2. What is work_mem?
SHOW work_mem;
If it is set globally above 16MB, multiply by realistic concurrent operations to estimate peak memory.
3. Were there any heavy queries running?
From pg_stat_statements (or logs), look for queries that were active around the OOM with high memory implications. Especially:
- Large sorts (look for
Sortplans withexternal merge). - Hash joins with
Batches > 1. - Large array_agg or json_agg operations.
The fixes
1. Lower work_mem. Default is 4MB. For most production OLTP, 8-16MB is plenty. Don't go above 32MB unless you have profiled.
2. Cap max_connections. Lower this AND/OR run a connection pooler.
A pooler (PgBouncer) lets the application open many connections to the pooler while the pooler maintains a small number to Postgres. The total Postgres backend count is bounded.
3. Set per-session work_mem for heavy queries.
SET LOCAL work_mem = '256MB';
SELECT ... heavy aggregation ...;
Let specific queries use more memory without inflating the global default.
4. Cap maintenance_work_mem per instance.
VACUUM and REINDEX use this. Default is fine; aggressively-set high values can cause OOM if multiple maintenance ops run concurrently.
Operational settings that help
-- Enforce a per-statement memory cap (Postgres 14+)
ALTER SYSTEM SET hash_mem_multiplier = 1.0; -- default; raise carefully
-- Cap the total connections strictly
ALTER SYSTEM SET max_connections = 200;
-- Reasonable default work_mem
ALTER SYSTEM SET work_mem = '16MB';
For cloud instances, the OS-level oom-score-adjust matters too. Postgres should not be the kernel's first choice to kill. On managed services (RDS, Cloud SQL), this is handled.
The shared_buffers question
A common mistake: setting shared_buffers very high (50%+ of RAM) on the theory that more cache is better.
Reality: above ~30%, Postgres's bookkeeping overhead grows faster than the cache benefit. The kernel page cache is also helping cache; double-caching wastes memory.
For 16GB+ instances, 25-30% is the right range. For smaller instances (<8GB), even lower.
After an OOM
The sequence:
- Postgres restarts (managed services do this; self-managed needs a watchdog).

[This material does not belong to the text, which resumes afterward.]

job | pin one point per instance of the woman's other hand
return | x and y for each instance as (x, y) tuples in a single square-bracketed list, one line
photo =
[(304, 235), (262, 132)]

- Replication catches up if the restart was from the primary.
- Application reconnects.
- Investigate root cause to prevent recurrence.
The investigation is the important part. Without it, the OOM repeats.
A pragmatic checklist
For any production Postgres:
work_mem≤ 32MB globally. Raise per-session for known heavy queries.max_connectionscapped at a sane number for the instance size.- PgBouncer in front for connection multiplexing.
maintenance_work_mem≤ 1GB.- Memory monitoring alert at 80% utilization (not 95% — that is too late).
- Killable / non-essential workloads (analytics, batch jobs) on separate instances or replicas.
This adds up to a buffer between normal usage and OOM. Most workloads stay comfortably below the limit.
A worked example
A team I helped had a 32GB RDS instance hitting OOM weekly. Their settings:
shared_buffers: 8GB (25%, fine)work_mem: 256MB (high)max_connections: 1000 (very high)- No PgBouncer
Math: 1000 connections × 256MB × 3 (typical operations per query) = 768GB potential. Add per-connection overhead and they were sitting on a memory bomb that occasionally went off.
Fix:
- Drop
work_memto 16MB globally. - For specific analytical queries,
SET LOCAL work_mem = '512MB'per session. - Drop
max_connectionsto 200. - Add PgBouncer in front.
New math: 200 × 16MB × 3 = ~10GB peak. Comfortable on 32GB RAM.
No more OOMs. Application performance improved (less memory pressure means more efficient cache use).
The fix was config-only. The team had been thinking about upgrading instance size; the real issue was the settings were dangerous regardless of size.